Pulmonary embolism now what?

How great they caught it before it caused trouble!

I'm doing the lovenox shots for a DVT. The medication hasn't gotten in the way of any cancer treatments. My MO says that cancer folk are prone to clots, and I'm sure that the immobility of recovering after surgery didn't help. That's what got me - I had to stay in the same position for 7 days to recover from a vitrectomy.

It does seem like it is one damn thing after the other though, doesn't it? Eliquis is a really good drug. I'm in a sort of clot survivors support group, and I haven't heard of anyone having further clot trouble once on this drug. In fact, one doctor chimed in to say that it was "impossible" to develop a new clot while on the drug!

Take care.

Thank you for posting this. Im going thru something similar. Monday I went to get my scheduled infusion and was sent to the ER because my shortness of breath.

I have extensive lung mets, pleural effusion with pleurx catheter to drain...so when the ER Dr said they found a blood clot in my right lung, I wasn't surprised but still asking myself how to deal with this now.

I was on the hospital for 3 days with IV Heparin, and now taking Xarelto twice a day.

Hopefully we all get this too under control

::raising hand::

I, too, had a Ct scan 10 weeks ago, [maybe more?] which showed stable and this pesky embolism. A small one, terciery artery, but there none-the-less. Frantic phone calls on a Friday, and I had started the Lovenox that night. Unlike Jennifer who is a rock-star, I am a wimp and my husband does the twice a day shots. Yes, I hate this, but what else can we do?

My CT scan from two weeks ago states that they no longer see the embolism, but also says "this isn't the right test to see for sure." Radiologists are really good at the CYA approach to medicine. However, they saw it on a CT and now they don't which is good enough for me.

You really should be good now that they have been seen before you had issues.

*susan*

Is the vitrectomy related to cancer?

The proteins the cancer creates/stimulates the body to create can put us at risk for DVT and PE. I had a subclavian DVT at 28, just over a year before I was diagnosed with breast cancer, which was being caused by the cancer. In hindsight, it is shocking no one even tested me for any cancers as the #1 cause of DVT/PE is cancer - my DVT was rare given the location and my age. I was tested for everything else possible other than cancer and nothing was found. Despite the risk, I did take Tamoxifen for nearly 5 years after the DVT. I was monitored closely and remained on a baby aspirin the whole time. I am not on baby aspirin right now because of bleeding risk with my chemo but I do stay on it whenever I do not have a medicine contraindication.

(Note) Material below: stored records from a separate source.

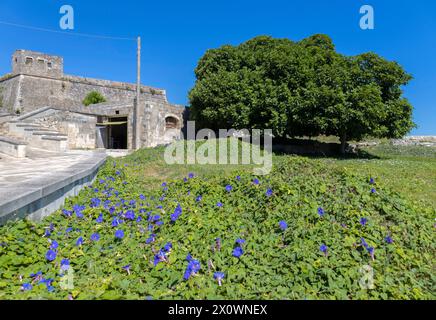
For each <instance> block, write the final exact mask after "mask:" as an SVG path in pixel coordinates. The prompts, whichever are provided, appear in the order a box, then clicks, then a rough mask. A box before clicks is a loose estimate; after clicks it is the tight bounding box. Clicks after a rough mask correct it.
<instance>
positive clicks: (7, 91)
mask: <svg viewBox="0 0 436 320" xmlns="http://www.w3.org/2000/svg"><path fill="white" fill-rule="evenodd" d="M91 91H97V92H99V93H101V94H102V95H103V96H104V97H105V99H106V102H105V103H101V104H96V105H90V106H84V105H83V104H82V101H83V99H84V98H85V97H86V95H87V94H88V93H89V92H91ZM135 98H136V85H134V84H130V83H122V82H115V81H108V80H99V79H91V78H83V77H77V76H71V75H65V74H64V73H63V58H62V57H58V56H52V55H47V54H43V53H39V52H33V51H26V50H17V51H16V52H15V53H14V54H13V56H12V73H11V74H8V75H6V76H4V77H2V78H0V114H1V113H13V114H18V115H24V117H26V119H27V121H30V120H31V121H34V122H35V123H38V124H39V125H42V126H44V127H47V128H49V129H55V130H57V131H59V132H61V133H63V134H66V135H67V136H68V141H69V147H70V148H71V149H77V148H79V149H80V148H87V149H88V148H91V149H92V148H95V147H98V146H99V143H98V141H97V140H98V133H97V131H96V125H97V124H98V121H99V119H100V121H102V119H107V118H110V117H126V118H127V122H128V124H127V143H128V148H129V149H131V148H133V144H134V143H133V139H134V135H133V131H134V130H133V124H134V122H135V119H134V114H133V109H134V108H133V104H134V101H135ZM186 119H187V109H186V108H185V107H184V106H179V105H173V104H170V103H169V102H168V101H167V97H166V92H165V90H162V89H156V88H152V87H149V86H141V97H140V102H139V105H138V114H137V118H136V120H137V121H138V126H137V128H138V132H137V134H138V138H137V141H138V142H139V146H140V147H153V146H156V145H159V144H166V143H170V142H171V141H172V140H174V139H177V138H179V137H180V133H181V130H182V129H183V127H184V121H185V120H186Z"/></svg>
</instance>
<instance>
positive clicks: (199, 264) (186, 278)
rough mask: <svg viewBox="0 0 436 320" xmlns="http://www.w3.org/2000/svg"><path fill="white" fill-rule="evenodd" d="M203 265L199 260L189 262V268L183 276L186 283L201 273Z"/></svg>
mask: <svg viewBox="0 0 436 320" xmlns="http://www.w3.org/2000/svg"><path fill="white" fill-rule="evenodd" d="M200 268H201V265H200V262H199V261H198V260H195V259H192V257H191V260H189V263H188V266H187V267H186V270H185V274H184V275H183V279H185V280H186V281H187V280H189V278H190V277H191V276H193V275H195V274H197V273H198V271H200Z"/></svg>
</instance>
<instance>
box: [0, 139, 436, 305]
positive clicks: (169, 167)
mask: <svg viewBox="0 0 436 320" xmlns="http://www.w3.org/2000/svg"><path fill="white" fill-rule="evenodd" d="M162 153H163V149H162V148H157V149H154V150H141V151H138V152H136V153H134V154H132V155H130V156H128V157H126V158H122V159H117V160H114V159H110V160H108V162H107V163H106V165H105V166H104V167H103V168H102V169H101V170H100V172H99V175H98V178H97V179H96V181H95V182H94V183H93V184H92V185H91V186H89V187H88V188H86V189H84V190H83V191H82V192H80V194H79V195H78V196H77V197H74V198H71V199H69V200H68V201H67V203H66V204H65V206H64V208H63V209H61V210H59V211H57V212H56V213H55V214H53V215H52V216H50V217H48V218H46V219H45V220H44V221H43V222H42V223H39V224H35V223H32V222H28V221H17V222H10V223H8V224H7V225H5V226H3V227H1V228H0V299H434V298H435V294H434V290H433V289H434V283H435V275H434V269H433V266H434V265H433V264H434V258H435V255H434V254H435V246H434V242H435V241H434V228H435V226H434V218H435V217H436V210H435V208H434V206H432V205H430V204H428V203H424V202H422V201H417V200H416V199H412V198H408V197H406V195H404V194H401V193H399V192H398V190H395V188H394V185H393V184H391V182H390V181H388V180H386V181H385V180H382V179H380V178H379V177H378V176H372V175H368V174H365V172H363V171H359V170H354V171H351V170H349V169H347V168H344V167H343V164H342V163H341V165H339V164H337V163H336V161H338V162H339V161H342V160H332V159H330V160H329V161H333V162H334V164H329V162H328V161H326V160H322V159H321V160H320V159H307V158H303V157H293V156H275V157H274V168H273V171H272V172H271V174H270V175H267V176H254V175H253V173H252V170H251V166H249V165H247V166H243V167H242V166H240V167H237V166H235V167H231V168H230V169H229V168H226V169H224V168H223V167H222V166H206V167H202V166H194V165H193V166H174V167H171V166H167V165H164V164H163V159H162ZM350 161H351V160H350ZM354 161H358V160H354ZM356 163H357V162H356ZM162 179H163V180H162ZM71 270H72V271H74V277H73V283H72V286H68V288H65V287H64V286H63V285H62V283H63V282H64V279H65V277H68V274H69V272H71Z"/></svg>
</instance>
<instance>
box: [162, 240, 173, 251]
mask: <svg viewBox="0 0 436 320" xmlns="http://www.w3.org/2000/svg"><path fill="white" fill-rule="evenodd" d="M172 247H173V244H172V243H171V242H168V243H167V244H166V245H165V246H164V247H163V248H162V251H163V252H170V251H171V248H172Z"/></svg>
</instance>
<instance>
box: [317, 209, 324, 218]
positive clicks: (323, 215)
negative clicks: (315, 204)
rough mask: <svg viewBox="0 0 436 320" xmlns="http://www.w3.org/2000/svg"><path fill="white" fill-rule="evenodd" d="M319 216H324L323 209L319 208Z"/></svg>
mask: <svg viewBox="0 0 436 320" xmlns="http://www.w3.org/2000/svg"><path fill="white" fill-rule="evenodd" d="M318 214H319V216H320V217H322V216H324V209H323V208H322V207H319V208H318Z"/></svg>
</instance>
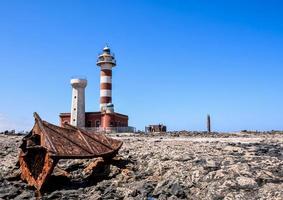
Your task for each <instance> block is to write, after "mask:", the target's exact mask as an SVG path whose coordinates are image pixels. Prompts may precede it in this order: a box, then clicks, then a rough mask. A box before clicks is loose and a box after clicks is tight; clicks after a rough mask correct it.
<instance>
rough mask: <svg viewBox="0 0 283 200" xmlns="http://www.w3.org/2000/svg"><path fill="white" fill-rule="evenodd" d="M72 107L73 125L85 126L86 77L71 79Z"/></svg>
mask: <svg viewBox="0 0 283 200" xmlns="http://www.w3.org/2000/svg"><path fill="white" fill-rule="evenodd" d="M71 85H72V87H73V91H72V108H71V120H70V123H71V125H73V126H77V127H85V87H86V86H87V80H86V79H84V78H74V79H71Z"/></svg>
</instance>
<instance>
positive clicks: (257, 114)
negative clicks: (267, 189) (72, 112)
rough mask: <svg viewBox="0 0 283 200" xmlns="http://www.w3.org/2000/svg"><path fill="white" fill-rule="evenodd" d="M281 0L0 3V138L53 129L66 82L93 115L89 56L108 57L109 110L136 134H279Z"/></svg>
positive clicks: (94, 98)
mask: <svg viewBox="0 0 283 200" xmlns="http://www.w3.org/2000/svg"><path fill="white" fill-rule="evenodd" d="M282 10H283V3H282V1H279V0H278V1H272V0H270V1H261V0H249V1H243V0H237V1H236V0H235V1H217V0H216V1H208V0H207V1H201V0H195V1H189V0H187V1H181V0H171V1H167V0H143V1H133V0H131V1H130V0H129V1H127V0H123V1H114V0H113V1H111V0H108V1H91V0H89V1H87V0H81V1H79V0H78V1H67V0H66V1H63V0H59V1H57V0H56V1H55V0H48V1H47V0H41V1H30V0H25V1H24V0H22V1H14V0H11V1H0V75H1V80H2V84H0V91H1V96H0V97H1V100H0V130H4V129H13V128H15V129H17V130H22V129H25V130H29V129H30V128H31V126H32V124H33V117H32V113H33V112H34V111H36V112H38V113H39V114H40V115H41V117H42V118H44V119H45V120H48V121H50V122H53V123H56V124H58V122H59V119H58V114H59V113H60V112H68V111H69V110H70V104H71V86H70V84H69V81H70V78H71V77H72V76H74V75H85V76H86V77H87V78H88V86H87V88H86V110H87V111H97V110H99V68H98V67H96V64H95V63H96V58H97V54H98V53H99V52H100V50H101V49H102V48H103V46H104V45H105V44H106V43H108V44H109V45H110V47H111V49H112V50H113V51H114V53H115V55H116V59H117V63H118V65H117V67H116V68H114V71H113V103H114V105H115V109H116V111H117V112H120V113H125V114H128V115H129V117H130V125H132V126H135V127H137V128H138V129H143V128H144V126H145V125H147V124H152V123H165V124H166V125H167V126H168V128H169V130H183V129H187V130H205V123H206V121H205V120H206V115H207V114H208V113H209V114H210V115H211V119H212V128H213V130H218V131H237V130H242V129H252V130H271V129H283V106H282V105H283V104H282V102H283V92H282V91H283V83H282V79H283V78H282V76H283V66H282V63H283V23H282V22H283V13H282Z"/></svg>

I had a friend diagnosed with early stage BC around the same time as me. She survived cancer but died of a blood clot after she gave birth to her third "miracle" child. We were all shocked beyond words. It happened so fast. Anyway, since then, I am even more vigilent. I was pregnant when diagnosed and had to have the baby out 7 weeks early because I was essentially dying of uncontrollable hypercalcemia and no treatments were helping me. I needed my estrogen levels lowered. Anyway, at that point, my bone mets had turned my whole body into swiss cheese to where I could barely take a step up or down and could not even sit up or down without putting all weight on my arms. My hips were about to disintegrate. However, after I had the C section and in my awful, excrutiating state with bone mets, I forced myself out of the hospital bed very quickly after I had the C section and would make myself walk a few times a day. Everyone was shocked I was up and about but thinking about my friend Kat who died, and thinking of my baby in the NICU down the hall, I was determined not to get any blood clots after the surgery. Definitely important to keep moving in general but after surgery or procedures, it is critical, even if it is very difficult to move at that point and that last thing on earth one wants to do.

Nope. I whipped through Dr. Google, and it seems to indicate narrowing of the blood vessels in the retina because of hypertension. It should be managed/observed because the narrowing of the vessel can lead to vessel blockage in the retina.

Now, this is just me, reading https://www.reviewofoptometry.com/article/recogniz...

This is something you need to talk to your eye doctor about. If they didn't bring it up as a big deal, I'll bet you barely have the symptoms, and they are just being a good doctor by noting it.

A vitrectomy is where they suck all the jelly out of the eye and replace it with a gas bubble. Over seven to ten days the gas dissipates and is replaced by brand new vitreus humor. In my case, it was done because I had a retinal hemorrhage, and the vitreus humor was full of blood, so I was blind in the eye. I could have waited six months to see if it would clear on its own, but my eye surgeon thought that it probably wouldn't, and being blind in my dominant eye was freaking me out. I was extremely nearsighted in that eye, which can lead to retinal troubles as one ages.